Record the Narration
After writing your script, let's try to record the narration. You don't need any application software where you can record the narration. Simply using your mobile phone and having a good background is enough.
Using a microphone to record the narration is necessary. Getting those headphones with one connected microphone is good. Some of that has noise cancellation, providing a much better sound quality while recording and ensuring that your videos don't contain background noise. Then, find a quiet place to record. Explain to your family members that no one will ever talk loud or shout while you are recording the narration.

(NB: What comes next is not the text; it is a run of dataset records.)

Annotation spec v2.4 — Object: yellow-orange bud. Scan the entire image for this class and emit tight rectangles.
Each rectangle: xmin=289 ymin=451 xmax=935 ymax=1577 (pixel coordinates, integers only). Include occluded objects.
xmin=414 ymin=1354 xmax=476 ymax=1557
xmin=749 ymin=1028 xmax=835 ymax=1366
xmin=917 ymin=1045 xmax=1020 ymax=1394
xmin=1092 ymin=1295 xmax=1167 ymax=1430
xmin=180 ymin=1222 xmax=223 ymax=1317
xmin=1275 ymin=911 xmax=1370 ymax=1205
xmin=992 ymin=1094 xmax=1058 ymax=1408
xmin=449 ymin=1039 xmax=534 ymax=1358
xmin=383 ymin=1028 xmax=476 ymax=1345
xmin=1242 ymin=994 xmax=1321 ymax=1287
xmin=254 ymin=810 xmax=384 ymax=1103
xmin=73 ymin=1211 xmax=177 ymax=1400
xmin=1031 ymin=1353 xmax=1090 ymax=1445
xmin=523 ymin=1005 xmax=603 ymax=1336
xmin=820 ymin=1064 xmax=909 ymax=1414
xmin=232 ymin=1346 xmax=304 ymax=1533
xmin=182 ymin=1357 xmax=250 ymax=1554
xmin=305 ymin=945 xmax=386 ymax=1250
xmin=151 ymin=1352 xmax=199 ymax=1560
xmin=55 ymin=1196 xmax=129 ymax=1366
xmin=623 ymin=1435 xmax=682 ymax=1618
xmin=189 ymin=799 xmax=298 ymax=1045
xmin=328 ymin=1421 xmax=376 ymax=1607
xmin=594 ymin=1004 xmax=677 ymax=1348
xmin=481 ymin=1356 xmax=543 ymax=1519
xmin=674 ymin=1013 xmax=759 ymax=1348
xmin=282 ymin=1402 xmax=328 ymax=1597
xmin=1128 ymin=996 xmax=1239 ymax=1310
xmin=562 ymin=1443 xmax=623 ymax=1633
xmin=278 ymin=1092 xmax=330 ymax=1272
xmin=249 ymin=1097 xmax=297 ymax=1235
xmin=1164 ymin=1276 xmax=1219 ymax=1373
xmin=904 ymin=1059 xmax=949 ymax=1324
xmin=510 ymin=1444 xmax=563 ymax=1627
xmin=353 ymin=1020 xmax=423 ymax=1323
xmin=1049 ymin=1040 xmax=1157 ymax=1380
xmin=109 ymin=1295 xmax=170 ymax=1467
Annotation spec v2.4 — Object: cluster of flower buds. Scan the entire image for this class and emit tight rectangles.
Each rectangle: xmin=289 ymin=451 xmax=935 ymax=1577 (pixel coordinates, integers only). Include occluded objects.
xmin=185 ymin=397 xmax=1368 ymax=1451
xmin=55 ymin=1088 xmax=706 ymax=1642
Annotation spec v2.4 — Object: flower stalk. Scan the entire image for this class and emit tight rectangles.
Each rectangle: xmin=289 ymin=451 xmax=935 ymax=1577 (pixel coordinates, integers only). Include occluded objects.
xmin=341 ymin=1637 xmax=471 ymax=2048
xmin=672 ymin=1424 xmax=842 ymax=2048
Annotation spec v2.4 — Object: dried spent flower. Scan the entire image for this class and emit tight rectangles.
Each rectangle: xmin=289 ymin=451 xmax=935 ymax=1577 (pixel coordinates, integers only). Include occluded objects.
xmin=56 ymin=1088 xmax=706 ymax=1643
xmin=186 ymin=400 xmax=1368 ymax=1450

Once you are ready to hit that record button, speak clearly. Nobody is perfect, so it's ok if you make a mistake. You don't need to start over, just pause and start again. You can remove the error or mistake by editing your finished product. Make sure your narration will be the same on the screen while recording your video.
Record and Edit your Video
The first thing you need to do in recording your video is to clean up your computer screen and close all the unnecessary applications. You need to turn off also the notifications that will pop up on your computer before you start recording. You can also add your recorded narration to your video.
Here are a few simple tips for editing your video:
- Add some interactive elements like motions to highlight key points of your video.
- Adding music to your video is optional but may elevate a decent video to the next level. Pick something cheery. You want your audience to feel good while learning.
The Video Duration
I'd say it's one of the first things students look at before they click the 'play' button of the video. It will benefit both teacher and the students if the video is brief and direct to the point. Some students are more likely to want a short video, or maybe let's focus on the time between 20 - 30 minutes video, where they can watch and learn on any platform, anytime. After that, you can add time by adding other pieces of information and giving activities and assignments.
Be yourself, and don't be afraid to make mistakes sometimes. Make sure that your personality shines throughout the video. Try to research how some teachers or maybe some speakers speak naturally and have a conversational manner with an enthusiastic tone.
When you are recording yourself talking, look right at the camera so students can feel eye contact with you, even if it is online. Sometimes we forget the words we need to say to the class, so try to prepare a note next to your webcam. The messages you prepare will help you don't look away from the camera all the time. Don't pretend to the class that you're reading something, just talk naturally as you would in real classrooms.
Sharing your Video
Instead of sharing your recorded video with your students, you can also share it directly to online video platforms like YouTube, Facebook, and Vimeo or save the video as a local file to upload on a social media platform. They can go there and watch the video. You can also upload your file to the school learning management system like Google Classroom. Please take note of this; before sending the recorded video to your students, share it with first to a few people to get some video feedback about what you created. This might help you ensure that your message is clear and that your video accomplishes your goals for your students.
There's a chance that your recorded video doesn't meet your requirements or you are not satisfied with that for the first time. Don't worry; try it again, even if you recorded it once or several times. You need to trust yourself by doing it because we are teachers; we are doing our best for the students to learn something from us.